One way in which the at-risk population can be determined is by following a predefined cohort of cows over time until all have been culled. A cohort is a group of individuals with some common characteristic when they are assembled or designated and which are then monitored for some period. For each cow, the years of herd life (from start to cull) would be determined, and the years across all cows summed, thereby producing the cow-years at risk. The resulting culling incidence rate would define the risk (per cow per year) of being culled. These calculations are often used in epidemiological or clinical trials.
A second way of determining the at-risk population is to follow all cows on a dairy for a year, and count the number in that cohort that was culled. Like all prospective cohort studies, consideration must be given as to whether the starting cohort (e.g., all cows in the herd on July 1) is representative of the general population or demographic of interest.
Unfortunately, practical problems occur for either of those 2 methods of calculating the magnitude of culling on an operating dairy. For the first technique, cohorts of cows generally do not arrive together. Although simultaneous arrival is not strictly required for determining cow-time at risk, it makes it easier. If all cows in the dairy on a given day determine the cohort, then that days particular demographics (considering parity, lactation stage, season, etc.) will tend to influence the observed culling incidence rate and thus reduce the comparability to other herds. Management factors operating for a short time could also influence the outcome of the cohort as well, but not reflect the general state of the dairy. In each successive month, fewer of the original cohort remain, and those are usually mingled with the herd replacements. Culling incidence rate is a valuable research tool to use regarding culling, but tracking the cohort and collecting the data take a long time so it is often too historic to be useful in addressing current managerial needs. Still, it provides some valuable clues as to problems on a population basis that are less likely to change quickly over time.
Herd Turnover Rate
The literature and current computer records systems use a number of terms to describe culling. Terms like "yearly turnover" and "cows leave, %" (AgSource Cooperative Service, 2005), "culling rate" (e.g., Hoekema, 1999a,b; Brett, 2003), "proportion removed from herd" (Smith et al., 2000), "percent left herd" (Gangwer et al., 1993), and "replacement rate" (Allaire, 1981) are used to describe the extent of culling. Calculations of those indices vary not only between indices but also for the same index (e.g., culling rate in Hoekema, 1999a, b vs. Brett, 2003). Currently, the reader or user must be wary when interpreting values or comparing them to those from other dairies or research studies (Radke and Shook, 2001).

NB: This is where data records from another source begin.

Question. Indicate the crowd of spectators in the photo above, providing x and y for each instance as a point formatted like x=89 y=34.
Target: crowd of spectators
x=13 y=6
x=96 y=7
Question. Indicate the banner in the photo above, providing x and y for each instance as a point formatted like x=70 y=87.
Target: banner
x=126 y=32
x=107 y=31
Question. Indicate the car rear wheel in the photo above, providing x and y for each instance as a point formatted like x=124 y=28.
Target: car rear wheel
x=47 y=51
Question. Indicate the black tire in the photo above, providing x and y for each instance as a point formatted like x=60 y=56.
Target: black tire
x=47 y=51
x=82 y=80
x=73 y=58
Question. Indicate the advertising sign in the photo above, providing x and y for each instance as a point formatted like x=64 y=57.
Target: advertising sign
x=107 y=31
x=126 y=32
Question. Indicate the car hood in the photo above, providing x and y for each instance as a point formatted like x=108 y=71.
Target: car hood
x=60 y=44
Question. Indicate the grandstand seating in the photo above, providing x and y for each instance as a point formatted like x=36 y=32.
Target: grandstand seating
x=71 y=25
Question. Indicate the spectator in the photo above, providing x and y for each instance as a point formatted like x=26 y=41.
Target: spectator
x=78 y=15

Again, the numerator for those calculations is straightforward, although some have excluded dead cows, which is a mistake if overall turnover is being considered. Unfortunately, 2 different denominators are used as well. Some use the mean number of cows (parity 1 or older) on the dairy for the year. A simple approach is to use the average of the starting and ending inventory. If herd size is relatively stable, the result is a fair approximation of the number of cow-years at risk, even though the cows represented in the starting cohort are not all the same as in the ending cohort. If calving patterns throughout the year are consistent, then the parity distribution of the population is also reasonably represented. A more precise approach is to average the cow inventory at monthly intervals over the year (e.g., DRMS, 1997). The monthly mean accounts for changes in population size across the year and comes closer to actual cow-years in the herd. Computers make it possible to calculate cow-years, cow-months, or even cow-days in the herd, and the latter is the ideal.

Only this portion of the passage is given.